[Romswinckel, Adam Cornelis]
ROMSWINCKEL (Adam Cornelis), geb. te Tiel 1779, overl. te Dordrecht 17 Febr. 1854, was de zoon van Adam Cornelis Romswinckel en Elisabeth van Krieken. Hij studeerde te Leiden van 1796-1803 theologie, werd 13 Maart 1803 predikant te Eethen en Drongelen, vanwaar hij in 1808 vertrok naar Nieuwerkerk op Duiveland. Den 12. Nov. 1822 werd hij predikant te Dordrecht in de plaats van den veelbetreurden Ds.
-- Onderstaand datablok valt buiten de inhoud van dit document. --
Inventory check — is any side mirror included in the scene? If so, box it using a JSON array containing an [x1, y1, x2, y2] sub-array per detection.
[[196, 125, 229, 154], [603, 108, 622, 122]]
Ewaldus Kist. Hij bleef de Dordtsche gemeente 27 jaren met toewijding dienen, totdat in 1849 zijn verzwakte gezondheid hem noodzaakte zijn emeritaat te nemen. Van hem verschenen: Bijbeloefeningen over uitgezochte plaatsen des O.T. in leerredenen (Amst. 1829). Na zijn overlijden bezorgden zijn collega's onder medewerking van zijn zwager prof. W.A. van Hengel te Leiden: Zestal Nagelatene Leerredenen van A.C. Romswinckel, laatst Emeritus Predikant bij de Ned. Herv. Gemeente te Dordrecht, onder medewerking en met een Voorberigt van W.A. van Hengel (Dordr. 1854. 8o).
Zie: B. Glasius, Godgeleerd Nederland, i.v.; Voorbericht in den genoemden bundel Leerredenen.